Endlich konnte er sich für die ganzen Demütigungen rächen. Es ging ihm besser.

Der Wichser ließ ihn, nachdem er hörte, was passiert war, von diesem Tag an in Ruhe. Und der blasse Junge, der verpügelt wurde, bekam am nächsten Tag von der Rektoren den Rat, Leuten, die ihm böses wollen, doch in Zukunft aus dem Weg zu gehen. Und da er schon oft verprügelt wurde und bisher noch nicht auf die Idee gekommen war, den Leuten, die ihn verprügelten, einfach aus dem Weg zu gehen, hatte er danach ein deutlich leichteres Leben.

Es war gut.

Draußen fuhren jetzt keine Autos mehr dicht gedrängt hintereinander. Es gab keinen dichten Verkehr mehr. Aber es war ja auch schon Nacht geworden.

 

Da muss ich als Schüler, der genau so etwas erlebt hat, etwas dazu sagen...

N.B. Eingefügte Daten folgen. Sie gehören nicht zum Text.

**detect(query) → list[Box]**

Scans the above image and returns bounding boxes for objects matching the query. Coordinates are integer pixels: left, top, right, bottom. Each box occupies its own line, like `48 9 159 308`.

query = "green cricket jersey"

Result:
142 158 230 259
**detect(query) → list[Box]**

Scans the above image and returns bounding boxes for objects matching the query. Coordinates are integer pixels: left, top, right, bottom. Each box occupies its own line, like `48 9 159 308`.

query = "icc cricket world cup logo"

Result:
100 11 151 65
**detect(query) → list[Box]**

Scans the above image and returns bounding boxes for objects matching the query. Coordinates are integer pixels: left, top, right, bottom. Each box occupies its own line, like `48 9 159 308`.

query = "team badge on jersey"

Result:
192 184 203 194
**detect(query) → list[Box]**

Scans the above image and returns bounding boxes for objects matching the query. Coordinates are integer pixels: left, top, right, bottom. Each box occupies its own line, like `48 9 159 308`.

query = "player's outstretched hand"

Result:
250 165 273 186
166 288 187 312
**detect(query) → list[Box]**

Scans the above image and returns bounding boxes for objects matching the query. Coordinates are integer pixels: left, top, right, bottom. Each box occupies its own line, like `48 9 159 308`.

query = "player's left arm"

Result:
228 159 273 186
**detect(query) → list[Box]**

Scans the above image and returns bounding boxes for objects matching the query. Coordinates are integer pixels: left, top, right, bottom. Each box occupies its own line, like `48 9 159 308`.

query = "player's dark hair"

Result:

In einer solchen Situation müsste man hingehen, und den Wichser ( es gibt 2 davon, den Sonnengebräunten und den Erzählenden, ich meine den Erzählenden ) eindelweich prügeln!

Er schlägt jemanden dr gar nichts dafür kann, ich verstehe das nicht ganz!

Ich sehe nur die Feigheit...Das ist keine Rache! Er demütigt sich selbst!

Mir gefällt die Story, weil sie absolut von der Realität erzählt...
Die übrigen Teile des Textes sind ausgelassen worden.